Dr. Staats: First, this is going to be an exciting ride. The field is expanding. Our understanding of neuromodulation is exploding. Our use of ultrasound to identify targets has made our therapeutic options much more readily available. We’ve developed new techniques that just were not around when I started. Everything from basivertebral nerve ablation for degenerative changes in the spine to having a spinal cord stimulator that interacts with the spinal cord, and actually measuring feedback with a control loop is now possible. Residents can develop their own areas of expertise as they advance. I would suggest to all young doctors, to invest in yourself and really become an expert in what you are interested in – don’t just listen to what the professors before you have told you. This is going to be lifelong learning and you need to continue to be part of the development of our field.

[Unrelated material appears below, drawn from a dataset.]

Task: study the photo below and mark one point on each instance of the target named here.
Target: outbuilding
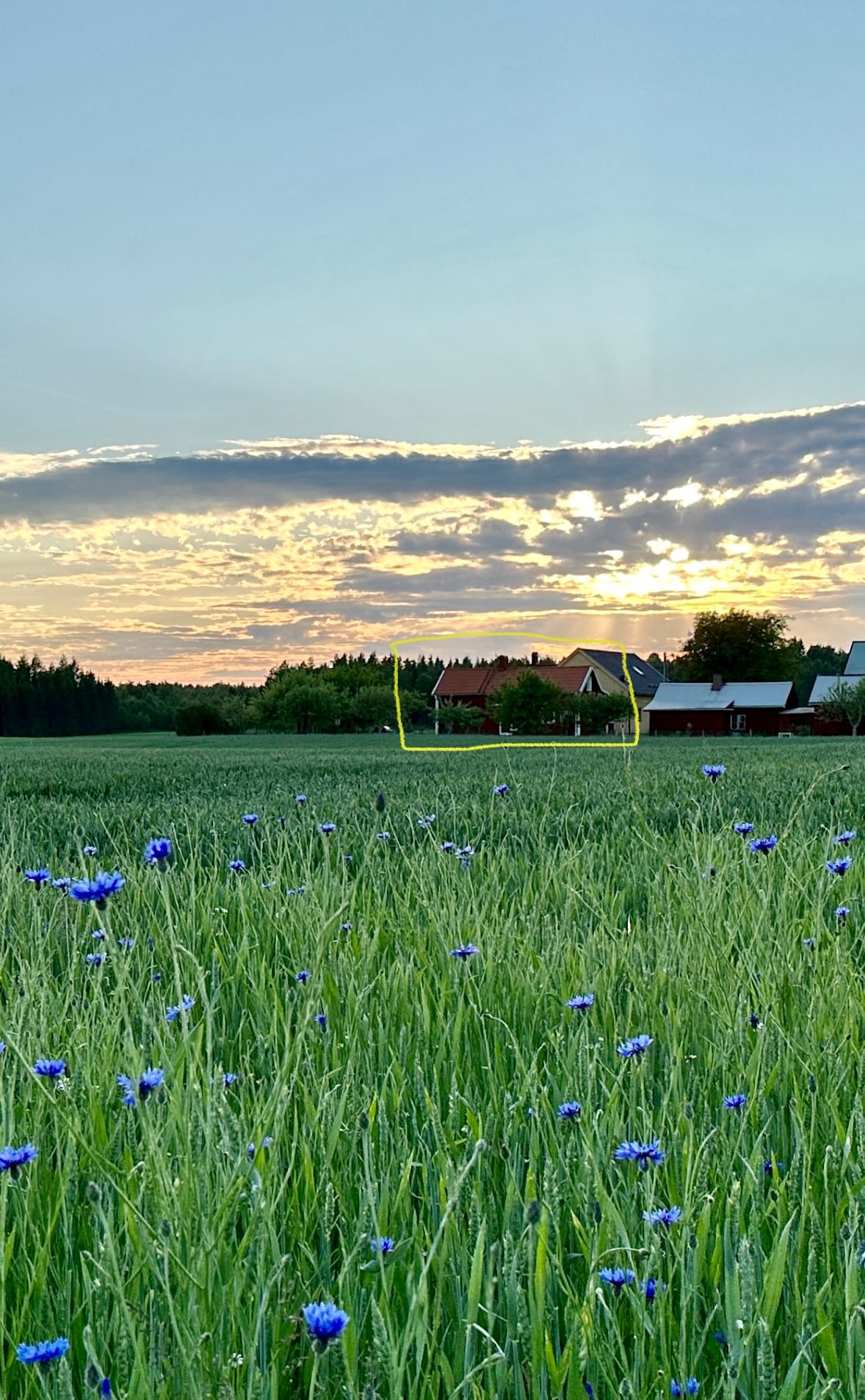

Dr. Fudin: I agree completely. Clinical pharmacy is also becoming a more popular field with more pharmacists going into pain management. I started a residency program six years ago and at the time there were 11 pain residencies in the country, and now I think there are close to 30. Part of that has to do with clinicians like you who worked together with PharmDs so we can concentrate more on the pharmacology of therapeutics while you concentrate on the procedures. The potential for collaboration is really incredible and moving fast.
Dr. Staats: Indeed… I was just reflecting on the early days of calcium channel blocker infusion into the spinal cord. What is emblematic of our collaboration is how we were infusing a snail venom from the Philippines via an implantable pump, which had to be done by an interventionalist into the spinal cord to modulate pain. And that drug later became Prialt. This is a great example of how our partnerships can advance the field.